Tests consist of two main categories, "retrieval metrics" and "RAGAS". App config, responses, and metrics are logged to the internal MLFlow server.

Dataset

Currently, CUAD and synthetic data is used in the evals. See our blogpost to see how we created the synthetic data.

To view the triplets of file-question-response in CUAD dataset, visit this sheet and switch to tab Eval Data.

To use the dataset, download the sheet:

File -> Download -> Tab Separated Values (.tsv)

Place it under the dataset/ directory.

Running locally

Installation

Make sure that Pathway is installed, you can install with pip install "pathway[all]".

Install the other requirements by running pip install -r requirements.txt

App config

app.yaml is the config for the Pathway RAG app that will be running. You will want to modify $sources section and replace it with the connector(s) that has access to your files.

Our connector config points to the Google Drive folder that has the selected CUAD dataset files.

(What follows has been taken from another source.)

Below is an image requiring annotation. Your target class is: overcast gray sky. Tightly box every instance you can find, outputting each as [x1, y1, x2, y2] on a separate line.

The current config settings are generally sensible defaults. You may want to change the config and find the best settings that suits your RAG case.

Environment

Create the .env file and put the OpenAI API key. Set the RUN_MODE=LOCAL in the environment. See the example.env file for reference.

MLFlow

You need an MLFlow instance to be able to log the evaluation params, predictions and the metrics. You need to set up an MLFlow instance. See:

Then, set the MLFLOW_URI in the environment.

Troubleshooting

App keeps giving the answer: "I don't know": This indicates that there is an issue with one of the ingesting modules. You should check the logs to determine the issue. If you don't see any file being parsed, check your connector configurations. Otherwise, the issue may be with the parser, splitter or the embedder. You may run the app as a standalone by python debug_main.py.

MLFlow: Request Entity Too Large for url: Increase the "proxy-body-size" in the nginx settings. See here.